Nu het volk de blijde boodschap van Jesaja opnieuw hoort verkondigen, vragen zij zich af of hij de Messias is. Johannes verwijst naar iemand die komen zal die krachtiger is dan hij en voor wie hij hoogachting heeft. De komende zal dopen in heilige Geest en met vuur en zal ook een oordeel vellen. Verwijst de profeet Johannes naar de komst van God zelf als koning en reddende held (3,6; Sef. 3,14vv)? Gaan de zegenbeden uit het Achttiengebed eindelijk in vervulling: ‘En keer in erbarmen terug naar Jeruzalem, uw stad, en woon in haar, zoals Gij gesproken hebt; bouw haar, binnenkort in onze dagen, tot een bouwwerk voor altijd, en bereid in haar snel de zetel van David. Gezegend, Gij, Getrouwe, Heer, die Jeruzalem bouwt.

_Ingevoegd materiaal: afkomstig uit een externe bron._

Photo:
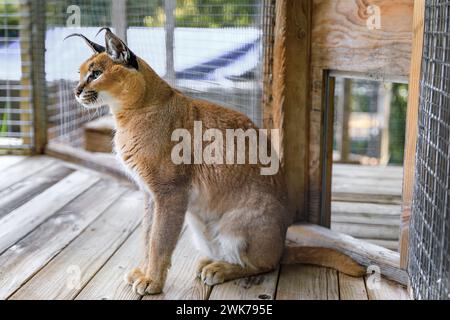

De spruit van David, uw dienaar, doe die snel ontspruiten en zijn hoorn verheffe zich door uw bevrijding; want op uw bevrijding hopen wij heel de dag. Gezegend, Gij, Bevrijder, die de hoorn der bevrijding doet ontspruiten’ (14v). Voorwaar, een blijde boodschap (3,18)!
Bij de doop van Jezus blijkt dat de Getrouwe aan het licht komt in Jezus die zich laat dopen. Hij wordt toegerust met de heilige Geest en een jubelstem uit de hemel roept: ‘Jij bent mijn geliefde Zoon, in jou vind ik vreugde’ (3,21v). Een blijde boodschap om je over te verheugen en om God dankbaar voor te zijn (Fil. 4,4-7).
De profeten Sefanja en Johannes roepen op tot omkeer omdat de Bevrijder binnen de muren van Jeruzalem is en opnieuw aan het licht komt in zijn geliefde zoon Jezus. Daarom worden wij op zondag Gaudete uitgenodigd om te juichen en te jubelen. Op Gods trouw valt staat te maken. Hij laat zijn volk – ons – niet in de steek. Wij zijn zijn liefdespartner, als een bruidegom brandt hij van liefde voor ons, danst hij vol vreugde.
Literatuur
H. Janssen ofm, ‘De bevrijder binnen de muren’, in: A. Bakker e.a. In vredesnaam!
Hilversum 1982, 231-236
H. van Leeuwen, Zefanja, Kampen z.j.
H. Oosterhuis e.a. Vijftig Psalmen, Utrecht 1967, 76
J. Smit, Het verhaal van Lucas, Zoetermeer 2009
H. Welzen, Lucas, ’s-Hertogenbosch 2011
T. Wright, Hoe God koning werd. De kern van het evangelie herontdekt, Franeker 2014
Preekvoorbeeld
De Eeuwige is in ons midden!
In deze Adventstijd zien wij verlangend uit naar God die op ons toekomt, naar Gods toekomst met ons. Op deze derde zondag in de Advent, zondag Gaudete, zijn wij over de helft heen. De liturgische kleur paars verschiet naar roze. ‘Laat de Heer uw vreugde blijven; ik zeg nogmaals: wees altijd verheugd!’ (Fil. 4,4). Met deze woorden bemoedigt de apostel Paulus de broeders en zusters te Filippi en dus vandaag ook ons, levend in een wereld waar christenen omwille van hun geloof vervolgd worden en veel bootvluchtelingen verdrinken voordat zij veilig in Europa aan land kunnen gaan. Bemoediging is broodnodig in onze wereld die snakt naar gerechtigheid en vrede.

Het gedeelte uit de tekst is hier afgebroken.